After Sarna's talk, I walked 45 minutes across the city to Tchernichovsky Street, where some of my friends were holding their own tikkun leil, independent of any of the formal institutions of learning that fill this city. I think this really reflected the spirit of Shavuot, and in particular the spirit of Shavuot in Jerusalem. Anyone can walk into any synagogue, beit midrash, or lecture hall to participate in the learning happening. You don't need to have a particular amount of Jewish learning or be a major donor (Major Donor!) in order to access the learning and teaching. And anyone can teach, not only the big names who are advertised on posters all over the city in the week prior to the holiday. And as a Jewish people, we need to be aware of the diversity of experience among us, the myriad of ways that we live in the world and experience revelation. We can't rely on just one understanding of the tradition, held by those in traditional roles of rabbinic and social authority.

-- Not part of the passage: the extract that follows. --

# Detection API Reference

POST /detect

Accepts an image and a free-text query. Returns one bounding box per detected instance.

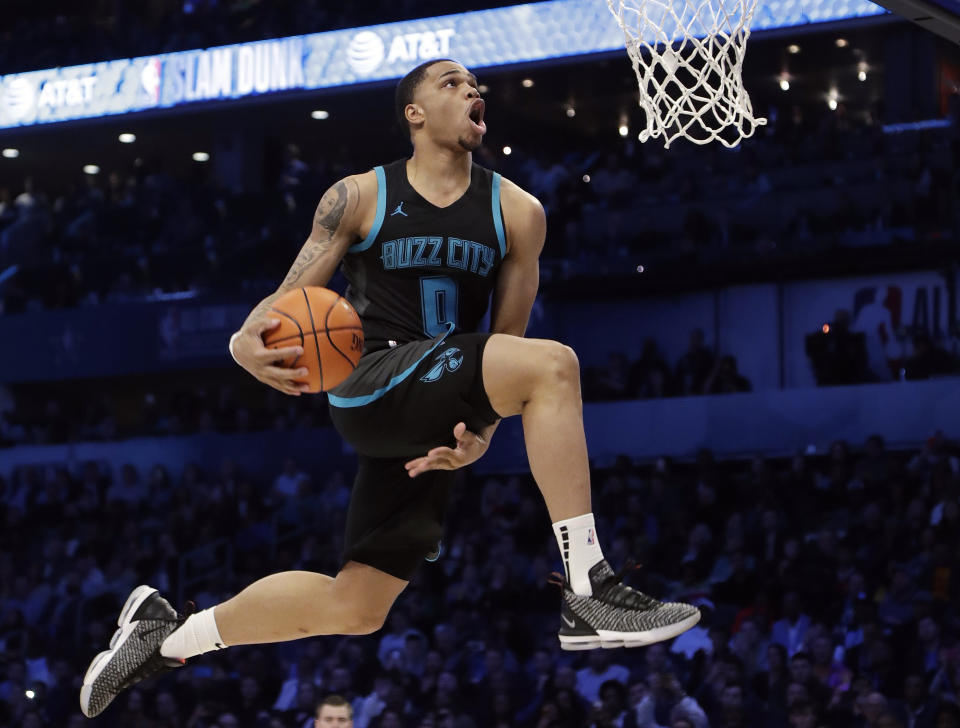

As morning approached, we went to meet up with those heading to Robinson's Arch, sometimes referred to as the "Kotel Masorti" (referring to the Masorti, Israeli Conservative, movement). Robinson's Arch, in the archaeological excavations next to the Western Wall plaza, is the space dedicated for egalitarian prayer, where Women of the Wall holds its Torah services, and where boys and girls can both become b'nai mitzvah. Praying Shacharit at sunrise, in the heart of the Old City of Jerusalem, surrounded by a liberal, egalitarian community was one of the more powerful prayer experiences I've had this year. When we first got there and started to get ready to daven, we were unsure if it was even light enough to put on our tallitot - and I was praying with my beautiful new tallit that I got when my mom was here a few weeks ago, so this was very important! Gradually it got lighter, and the only noise heard, other than our own prayers and the faint mumble of prayer from the Kotel, was that of birds chirping and greeting the day. The tallitot around me, of both men and women, flapped in the early morning wind. We loudly and jubilantly sang the words of hallel...and then walked home and I slept from 7:30am until 3:00pm.

Sweet as honey, sweet as honey, sweet as honey on my tongue!

*Points to anyone who read closely enough to find the How I Met Your Mother reference.

2 comments:

  1. major donor!

    i noticed it right away. good work, mirishiri

    ReplyDelete
  2. Also, my vote is for Tikunei Leil Shavuot as the plural, but I wouldn't place any money on that.